Thursday, September 24, 2009

Pecan sticky buns, roof party and life casting

So this weekend I made pecan sticky buns. They were ridiculously good. I'm immensely surprised at how well they turned out because I was convinced our oven was too quirky to bake bread products. For some reason I could never get my challah to taste right in that oven. It was either too yeasty or tasted undercooked. It smelled awesome though, just wouldn't taste right. Anyhow, the sticky buns came out soft and delicious and the whole apartment smelled like bread and cinnamon. I'm going to make some freakin' cinnamon rolls next.

I've been preoccupied with trying to buy half-gloves. I don't feel like laying down $50 for a pair from Patricia Field. I want something cheap that even if I spill alcohol on them and get a tear from dancing too hard or whatever, it's not going to be a problem to chuck 'em. Why? Because my friend Chris is having a rooftop party. This isn't too out of the ordinary because his roof parties happen pretty frequently BUT the invitation for this one sounds pretty ridiculous. There's promises of a dj and a live band. I don't know how that will all fit on this small roof, but this is a party that requires an outfit, so I've been trying to figure one out.

I really shouldn't be spending any money though. Not that I'm trying to buy a lot. I'm trying to track down these half gloves...maybe a over-the-top top (get it?) to go with my skirt (which I already own, along with violet tights and bright yellow high heels). I kind of want a statement headpiece too though. And I've already decided on added a layer of red glitter to red lipstick. OK, I admit, that bodysuit is definitely pushing the boundaries of "NO." I'm just saying, I'm going to dress the FUCK up. I can't believe I can't find half gloves at Ricky's. I might have to stop by Trash and Vaudeville. If not, maybe a costume store?

Speaking of costumes, I'm trying to set up a "life casting date" with my friend Tom. I'm trying to figure out what my costume will be for his Halloween party so I'm trying to see if I can feasibly make a mask using a mold of my face. The theme is Four Horsemen of the Apocalypse. My costume from last year would've been good for this theme, but I don't want to repeat it. I have two ideas for Death, but I might try to rework the idea from last year and make it completely new for Pestilence.

Anyhow, I put out the APB on Facebook that I might need help with casting a mold of my face and Tom came to the rescue. I just have to promise to help cast his face too. My friend Dianne voiced concern that this could go horribly wrong and I'm nervous, yes, because I saw that episode of Rescue 911 where the art student chick got plaster of Paris stuck to her face and crap =(...that's why I asked for help. Anyhow, I thought her concern was hilarious because this mutual face mold casting does sound like something out of a French body horror film.

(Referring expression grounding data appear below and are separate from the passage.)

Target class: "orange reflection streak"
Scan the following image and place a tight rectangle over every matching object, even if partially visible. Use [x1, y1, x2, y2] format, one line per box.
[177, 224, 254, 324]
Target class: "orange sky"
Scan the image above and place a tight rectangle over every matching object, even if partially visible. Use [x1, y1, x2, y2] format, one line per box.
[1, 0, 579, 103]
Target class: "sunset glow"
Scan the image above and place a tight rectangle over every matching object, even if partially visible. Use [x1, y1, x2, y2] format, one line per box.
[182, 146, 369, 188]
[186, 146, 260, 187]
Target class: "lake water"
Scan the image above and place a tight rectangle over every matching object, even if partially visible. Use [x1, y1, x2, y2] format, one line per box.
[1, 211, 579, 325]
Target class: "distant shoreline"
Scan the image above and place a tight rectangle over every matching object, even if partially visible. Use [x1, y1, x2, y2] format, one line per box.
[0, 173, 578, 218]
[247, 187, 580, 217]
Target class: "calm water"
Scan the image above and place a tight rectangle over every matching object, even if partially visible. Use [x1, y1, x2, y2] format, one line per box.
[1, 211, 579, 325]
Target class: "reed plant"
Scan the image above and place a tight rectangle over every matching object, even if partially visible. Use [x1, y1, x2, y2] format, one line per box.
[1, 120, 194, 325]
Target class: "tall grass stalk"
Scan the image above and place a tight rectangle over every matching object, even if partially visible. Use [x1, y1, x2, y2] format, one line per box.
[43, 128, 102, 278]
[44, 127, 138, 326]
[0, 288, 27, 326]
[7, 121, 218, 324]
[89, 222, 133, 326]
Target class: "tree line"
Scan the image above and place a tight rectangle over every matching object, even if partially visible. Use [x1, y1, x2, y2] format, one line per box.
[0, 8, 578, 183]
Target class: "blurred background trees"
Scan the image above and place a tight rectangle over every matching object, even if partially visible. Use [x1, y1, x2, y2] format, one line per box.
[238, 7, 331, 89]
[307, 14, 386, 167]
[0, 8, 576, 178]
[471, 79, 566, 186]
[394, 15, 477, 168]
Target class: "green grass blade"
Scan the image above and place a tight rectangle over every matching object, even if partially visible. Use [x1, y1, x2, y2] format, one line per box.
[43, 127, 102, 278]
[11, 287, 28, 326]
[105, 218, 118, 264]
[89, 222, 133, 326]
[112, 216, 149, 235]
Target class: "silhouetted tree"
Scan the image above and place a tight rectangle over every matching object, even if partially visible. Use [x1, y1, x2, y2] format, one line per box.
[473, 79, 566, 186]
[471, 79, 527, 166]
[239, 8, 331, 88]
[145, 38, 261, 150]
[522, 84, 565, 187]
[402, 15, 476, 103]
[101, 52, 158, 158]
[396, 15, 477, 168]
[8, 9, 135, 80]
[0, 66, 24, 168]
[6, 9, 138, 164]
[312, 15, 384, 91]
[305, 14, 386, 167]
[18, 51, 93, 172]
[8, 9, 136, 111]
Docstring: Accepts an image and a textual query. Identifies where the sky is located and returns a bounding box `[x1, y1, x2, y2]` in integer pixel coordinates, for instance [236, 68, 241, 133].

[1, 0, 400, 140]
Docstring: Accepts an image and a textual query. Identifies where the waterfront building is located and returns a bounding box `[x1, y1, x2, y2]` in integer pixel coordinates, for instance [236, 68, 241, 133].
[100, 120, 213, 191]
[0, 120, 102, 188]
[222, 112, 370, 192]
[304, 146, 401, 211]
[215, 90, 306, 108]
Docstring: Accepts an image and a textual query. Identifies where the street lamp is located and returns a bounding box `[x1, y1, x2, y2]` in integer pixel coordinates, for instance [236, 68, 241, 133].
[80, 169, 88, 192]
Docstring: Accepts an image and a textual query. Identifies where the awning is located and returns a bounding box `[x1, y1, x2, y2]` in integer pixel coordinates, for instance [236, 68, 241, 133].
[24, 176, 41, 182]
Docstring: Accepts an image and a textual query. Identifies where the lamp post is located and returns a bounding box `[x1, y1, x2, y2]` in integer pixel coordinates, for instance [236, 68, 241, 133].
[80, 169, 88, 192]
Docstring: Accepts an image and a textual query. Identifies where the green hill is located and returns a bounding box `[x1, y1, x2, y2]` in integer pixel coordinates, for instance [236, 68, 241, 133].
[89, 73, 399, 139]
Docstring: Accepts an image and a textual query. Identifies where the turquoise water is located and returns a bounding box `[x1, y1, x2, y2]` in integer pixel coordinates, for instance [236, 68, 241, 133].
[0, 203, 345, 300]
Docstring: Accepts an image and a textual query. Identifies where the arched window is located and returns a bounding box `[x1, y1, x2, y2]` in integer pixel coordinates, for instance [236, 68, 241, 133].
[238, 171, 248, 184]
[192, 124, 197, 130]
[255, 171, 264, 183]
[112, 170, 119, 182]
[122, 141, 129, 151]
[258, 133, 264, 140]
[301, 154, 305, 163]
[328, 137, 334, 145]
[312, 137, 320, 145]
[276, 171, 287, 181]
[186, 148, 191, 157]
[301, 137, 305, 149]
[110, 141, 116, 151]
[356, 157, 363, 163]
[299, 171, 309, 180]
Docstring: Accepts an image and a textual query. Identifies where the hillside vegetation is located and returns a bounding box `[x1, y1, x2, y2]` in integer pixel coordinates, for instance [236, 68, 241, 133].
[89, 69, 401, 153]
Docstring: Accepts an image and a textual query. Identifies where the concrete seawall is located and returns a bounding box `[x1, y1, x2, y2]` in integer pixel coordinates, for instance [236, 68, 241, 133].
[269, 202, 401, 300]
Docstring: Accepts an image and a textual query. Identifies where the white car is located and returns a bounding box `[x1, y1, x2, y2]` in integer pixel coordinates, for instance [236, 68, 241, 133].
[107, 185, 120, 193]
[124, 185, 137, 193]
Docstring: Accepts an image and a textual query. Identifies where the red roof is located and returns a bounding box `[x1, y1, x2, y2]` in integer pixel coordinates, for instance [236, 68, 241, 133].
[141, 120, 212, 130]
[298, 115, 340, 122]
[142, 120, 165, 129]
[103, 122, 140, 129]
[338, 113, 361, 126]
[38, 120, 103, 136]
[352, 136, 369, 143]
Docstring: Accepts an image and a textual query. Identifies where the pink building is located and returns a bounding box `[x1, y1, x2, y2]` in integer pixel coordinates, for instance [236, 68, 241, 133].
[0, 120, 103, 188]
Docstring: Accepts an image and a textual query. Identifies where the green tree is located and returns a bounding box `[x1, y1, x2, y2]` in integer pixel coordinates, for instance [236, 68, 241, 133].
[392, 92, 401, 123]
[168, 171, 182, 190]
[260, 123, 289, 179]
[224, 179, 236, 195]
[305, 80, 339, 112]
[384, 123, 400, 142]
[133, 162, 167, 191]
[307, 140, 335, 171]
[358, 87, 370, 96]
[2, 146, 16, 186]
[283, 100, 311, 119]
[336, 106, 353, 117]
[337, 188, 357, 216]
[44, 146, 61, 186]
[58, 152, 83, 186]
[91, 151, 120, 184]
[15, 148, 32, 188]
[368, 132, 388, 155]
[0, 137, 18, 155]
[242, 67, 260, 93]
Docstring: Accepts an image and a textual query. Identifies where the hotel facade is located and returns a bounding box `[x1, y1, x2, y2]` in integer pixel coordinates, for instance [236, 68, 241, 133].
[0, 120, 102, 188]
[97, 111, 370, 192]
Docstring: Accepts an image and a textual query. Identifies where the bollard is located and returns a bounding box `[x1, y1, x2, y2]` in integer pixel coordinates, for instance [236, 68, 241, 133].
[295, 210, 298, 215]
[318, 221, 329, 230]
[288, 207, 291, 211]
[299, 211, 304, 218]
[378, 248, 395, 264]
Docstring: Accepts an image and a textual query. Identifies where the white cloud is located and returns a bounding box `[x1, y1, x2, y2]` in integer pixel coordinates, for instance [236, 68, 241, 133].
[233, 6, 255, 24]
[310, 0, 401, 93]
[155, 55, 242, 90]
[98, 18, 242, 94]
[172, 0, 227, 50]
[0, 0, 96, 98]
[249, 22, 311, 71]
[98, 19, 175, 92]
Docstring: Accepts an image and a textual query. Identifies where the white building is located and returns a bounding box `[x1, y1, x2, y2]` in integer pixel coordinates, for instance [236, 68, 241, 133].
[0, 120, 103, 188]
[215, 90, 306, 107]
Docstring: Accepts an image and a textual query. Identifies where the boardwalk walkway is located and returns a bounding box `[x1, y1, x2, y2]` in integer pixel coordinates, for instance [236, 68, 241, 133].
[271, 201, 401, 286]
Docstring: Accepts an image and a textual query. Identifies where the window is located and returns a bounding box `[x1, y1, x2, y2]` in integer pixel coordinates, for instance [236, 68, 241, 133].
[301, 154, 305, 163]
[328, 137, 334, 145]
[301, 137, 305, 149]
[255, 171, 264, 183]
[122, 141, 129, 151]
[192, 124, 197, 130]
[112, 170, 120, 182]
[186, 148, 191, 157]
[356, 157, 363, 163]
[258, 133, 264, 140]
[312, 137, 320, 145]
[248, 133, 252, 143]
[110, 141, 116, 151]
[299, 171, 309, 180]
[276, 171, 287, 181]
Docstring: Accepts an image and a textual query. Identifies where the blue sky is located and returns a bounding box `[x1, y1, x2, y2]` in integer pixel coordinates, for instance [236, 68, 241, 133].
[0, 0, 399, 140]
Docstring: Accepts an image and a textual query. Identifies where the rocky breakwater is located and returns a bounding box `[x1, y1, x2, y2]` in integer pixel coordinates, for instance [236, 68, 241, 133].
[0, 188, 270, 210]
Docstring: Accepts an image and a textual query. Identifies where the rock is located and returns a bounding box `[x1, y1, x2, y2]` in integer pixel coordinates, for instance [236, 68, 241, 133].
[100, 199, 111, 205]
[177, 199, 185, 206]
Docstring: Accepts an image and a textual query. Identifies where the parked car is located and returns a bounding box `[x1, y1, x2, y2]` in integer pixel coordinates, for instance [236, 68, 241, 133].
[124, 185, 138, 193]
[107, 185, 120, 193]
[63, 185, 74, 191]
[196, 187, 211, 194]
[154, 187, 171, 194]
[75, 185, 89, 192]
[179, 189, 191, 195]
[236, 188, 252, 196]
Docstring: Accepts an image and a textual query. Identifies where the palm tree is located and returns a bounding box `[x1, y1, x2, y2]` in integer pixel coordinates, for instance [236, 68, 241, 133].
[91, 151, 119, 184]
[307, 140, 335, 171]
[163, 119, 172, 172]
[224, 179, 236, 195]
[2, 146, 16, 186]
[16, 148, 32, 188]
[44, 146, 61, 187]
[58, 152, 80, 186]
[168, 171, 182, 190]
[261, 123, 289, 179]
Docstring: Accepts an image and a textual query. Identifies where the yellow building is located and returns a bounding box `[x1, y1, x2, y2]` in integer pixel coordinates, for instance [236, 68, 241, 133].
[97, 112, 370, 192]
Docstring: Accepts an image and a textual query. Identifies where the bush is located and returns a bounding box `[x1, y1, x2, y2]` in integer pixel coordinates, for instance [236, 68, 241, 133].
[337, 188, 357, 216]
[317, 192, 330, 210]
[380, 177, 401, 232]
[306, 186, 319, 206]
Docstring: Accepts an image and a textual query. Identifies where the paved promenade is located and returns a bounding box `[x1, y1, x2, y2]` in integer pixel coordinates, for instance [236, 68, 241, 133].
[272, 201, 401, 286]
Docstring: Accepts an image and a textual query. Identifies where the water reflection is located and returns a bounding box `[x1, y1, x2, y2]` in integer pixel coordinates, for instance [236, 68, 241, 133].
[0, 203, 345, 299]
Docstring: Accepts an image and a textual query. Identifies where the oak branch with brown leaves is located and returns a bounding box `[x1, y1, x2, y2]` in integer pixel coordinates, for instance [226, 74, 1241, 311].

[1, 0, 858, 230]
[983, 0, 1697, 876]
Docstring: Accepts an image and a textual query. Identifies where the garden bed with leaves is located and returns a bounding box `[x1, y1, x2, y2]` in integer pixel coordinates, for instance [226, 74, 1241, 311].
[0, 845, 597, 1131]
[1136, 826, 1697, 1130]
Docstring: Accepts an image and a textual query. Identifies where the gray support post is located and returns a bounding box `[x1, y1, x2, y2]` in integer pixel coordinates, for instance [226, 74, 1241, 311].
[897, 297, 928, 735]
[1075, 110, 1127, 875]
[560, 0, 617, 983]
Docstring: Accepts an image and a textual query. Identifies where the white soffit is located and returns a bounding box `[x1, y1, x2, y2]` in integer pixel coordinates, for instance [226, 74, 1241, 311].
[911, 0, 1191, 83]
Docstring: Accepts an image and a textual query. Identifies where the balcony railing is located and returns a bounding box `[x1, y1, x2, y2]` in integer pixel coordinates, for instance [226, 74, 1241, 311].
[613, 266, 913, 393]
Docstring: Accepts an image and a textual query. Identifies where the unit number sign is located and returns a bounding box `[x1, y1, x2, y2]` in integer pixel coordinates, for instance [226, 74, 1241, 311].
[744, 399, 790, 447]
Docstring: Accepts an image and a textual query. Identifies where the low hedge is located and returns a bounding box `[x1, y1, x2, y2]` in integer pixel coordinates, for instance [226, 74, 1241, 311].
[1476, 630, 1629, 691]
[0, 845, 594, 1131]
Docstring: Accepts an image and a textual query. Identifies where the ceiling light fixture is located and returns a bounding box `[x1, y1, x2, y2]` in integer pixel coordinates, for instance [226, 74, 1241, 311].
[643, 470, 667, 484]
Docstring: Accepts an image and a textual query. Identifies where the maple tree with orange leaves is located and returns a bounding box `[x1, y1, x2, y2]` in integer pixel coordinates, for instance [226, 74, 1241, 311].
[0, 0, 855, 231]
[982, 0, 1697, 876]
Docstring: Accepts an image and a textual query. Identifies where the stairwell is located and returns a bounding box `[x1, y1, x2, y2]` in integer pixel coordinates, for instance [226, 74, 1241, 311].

...I'd totally be in that movie as long as Gaspard Ulliel is cast my opposite. It'll be a Frenchy, artsy, sexy thriller type horror dealing with identity issues and a mild BDSM undertone thanks to hardening plaster on body parts and allusions to breath play when things start happening with the straws during the face casting climax scene. It'll be like Repulsion with a little mix of creepy obsessive need for control over an object of lust from Boxing Helena and May (Oh, shit, I just remembered how much this movie creeped me out when I first saw it because May liked Adam's hands, and I like hands and I was all "Noooo, I'm not creepy like that, am I??" But that's another story for another time).

Shit, that's actually starting to sound like a pretty decent movie, and with Gaspard Ulliel, mmmm Gas.........whoa, yea, OK if it wasn't already weird before, now it just did.

Anyhow, this costume needs to happen, so I guess I'll have to start trolling some thrift stores and costume stores before the Halloween rush happesn.